What chafed the most was not the private demands from my husband, but the public, official ones from nurses, doctors, and therapists, many of whom seemed to discount my personhood in any other realm than as a caregiver. I wanted them to recognize my humanity. I felt, on every level, unseen in my life, even as I was holding together the lives of four people. The longer I acted as a caregiver, the angrier I found myself at that erasure.

Oh yes...that rang a bell. The eternal demands, the unceasing needs, the fact that one simply needs...lunch. A shower. A half hour alone.
Burnout kills empathy and makes worse caregivers of all of us who suffer from it. More than that, it made me a worse person: less kind, less patient, less fun to be around. Being so depleted made me miserable and being miserable made me, frankly, a bitch. The trouble is that if you’re burned out you can’t take care of yourself very effectively, either. I was coping as best I could: going to the gym, trying to get enough sleep, maintaining a few supportive friendships—at least by text and online. But during the summer of 2016, often the only solution I found for my burnout was to leave home at every opportunity.

I was so very deep into caregiving that I cared not at all. And so was Kate. So are so many, so are the ones who (unlike Kate) can't pay for help and can't rely on anyone...it's a vicious and unforgiving system of "health"care" because it's neither interested in anyone's heath nor in the smallest degree caring.
For many caregivers, their duties end only with the death of their beloved, a fact that necessarily comes with loss and grief and sometimes a guilty, perhaps half-smothered relief.

–and–

Despite the obvious value of {caregiving} there is no remuneration for most American caregivers. The time spent helping a family member is typically uncompensated by public programs or insurance, though there are states with programs offering caregivers economic support. Some families arrange to pay a family member by pooling resources. But our healthcare system and government programs do little, and in most cases nothing, to support caregivers.

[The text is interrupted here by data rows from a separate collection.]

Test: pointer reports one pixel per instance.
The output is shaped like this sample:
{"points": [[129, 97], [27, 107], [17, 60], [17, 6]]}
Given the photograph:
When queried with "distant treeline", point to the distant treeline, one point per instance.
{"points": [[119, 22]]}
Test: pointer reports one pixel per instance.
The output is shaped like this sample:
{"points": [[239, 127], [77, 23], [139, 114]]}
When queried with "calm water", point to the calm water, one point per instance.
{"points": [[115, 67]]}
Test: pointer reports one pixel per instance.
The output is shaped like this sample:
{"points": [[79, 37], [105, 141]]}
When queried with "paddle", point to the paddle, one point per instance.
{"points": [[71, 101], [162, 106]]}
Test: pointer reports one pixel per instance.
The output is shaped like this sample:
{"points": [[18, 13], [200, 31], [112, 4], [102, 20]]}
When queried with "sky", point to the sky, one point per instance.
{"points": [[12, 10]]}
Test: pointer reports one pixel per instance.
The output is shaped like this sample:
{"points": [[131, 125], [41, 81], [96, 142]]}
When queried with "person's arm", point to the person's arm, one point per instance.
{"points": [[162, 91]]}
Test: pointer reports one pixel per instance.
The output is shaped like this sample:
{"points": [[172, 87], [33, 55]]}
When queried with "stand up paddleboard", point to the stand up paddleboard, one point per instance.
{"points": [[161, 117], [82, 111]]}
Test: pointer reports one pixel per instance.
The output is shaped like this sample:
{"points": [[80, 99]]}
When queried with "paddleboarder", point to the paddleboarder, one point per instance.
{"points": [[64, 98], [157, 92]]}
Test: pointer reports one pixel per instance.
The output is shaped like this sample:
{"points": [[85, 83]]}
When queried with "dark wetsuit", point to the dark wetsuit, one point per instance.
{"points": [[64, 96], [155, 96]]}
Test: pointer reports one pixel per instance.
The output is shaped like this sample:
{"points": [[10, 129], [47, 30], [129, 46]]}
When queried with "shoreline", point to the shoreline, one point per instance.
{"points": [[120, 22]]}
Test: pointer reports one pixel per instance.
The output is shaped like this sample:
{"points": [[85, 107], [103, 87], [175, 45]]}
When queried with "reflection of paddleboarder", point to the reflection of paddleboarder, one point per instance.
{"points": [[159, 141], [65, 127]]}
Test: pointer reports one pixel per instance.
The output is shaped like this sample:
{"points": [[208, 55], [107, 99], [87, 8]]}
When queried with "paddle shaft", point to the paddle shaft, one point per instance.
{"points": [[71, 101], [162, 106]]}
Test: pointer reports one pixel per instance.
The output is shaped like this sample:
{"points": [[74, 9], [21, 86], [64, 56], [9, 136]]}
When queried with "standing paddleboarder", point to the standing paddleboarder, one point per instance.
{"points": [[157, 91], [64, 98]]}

There is nothing, not one single thing, that I read in this book that did not feel as though it had been ripped out of my brain and splashed onto Kate Washington's computer screen in the mixed gall and bile of my outrage at the horrors of this "system" and the sheer overwhelm of the few who try, really try, to offer helping hands to those drowning in their pain. She clearly understands things now that aren't very fun to know about yourself...where one's limits are, how hard it is to be there, really be there for children...and has come to terms with them. She exists in a new reality. Kate Washington is a different human being now than she was before Brad, her husband, got cancer and became a chronically ill patient.
At times, feelings of profound loneliness within the marriage have brought me to the brink of ending it. A lot of things kept me from leaving: the thought of our girls, deep senses of guilt and responsibility, the thought of how hard people (even readers of this book, I imagined) would judge me, and—a painful truth—the presentiment that a separation or divorce would just be another hard project of emotional and logistical work I’d have to do.

–and–

We’ve both had to compromise our approaches to emotional labor and mental load in attempts to build a newly equitable marriage. The results have been mixed. I still feel put upon a lot of the time; Brad still feels defensive and like he’s trying his best a lot of the time. Maybe he is. Maybe I need to lower my expectations some more. Some days are fine. But other days I don’t know how much lower my expectations can get.

I encourage anyone who has not faced the worst health crises imaginable to read this book. I encourage you to see, from the inside, how much your fellow human beings are being asked to do. Then I hope I won't need to encourage you to do something, anything, to improve life for these suffering souls, be it spending time or giving money or even haunting GoFundMe and its siblings to do more than the nothing most people do.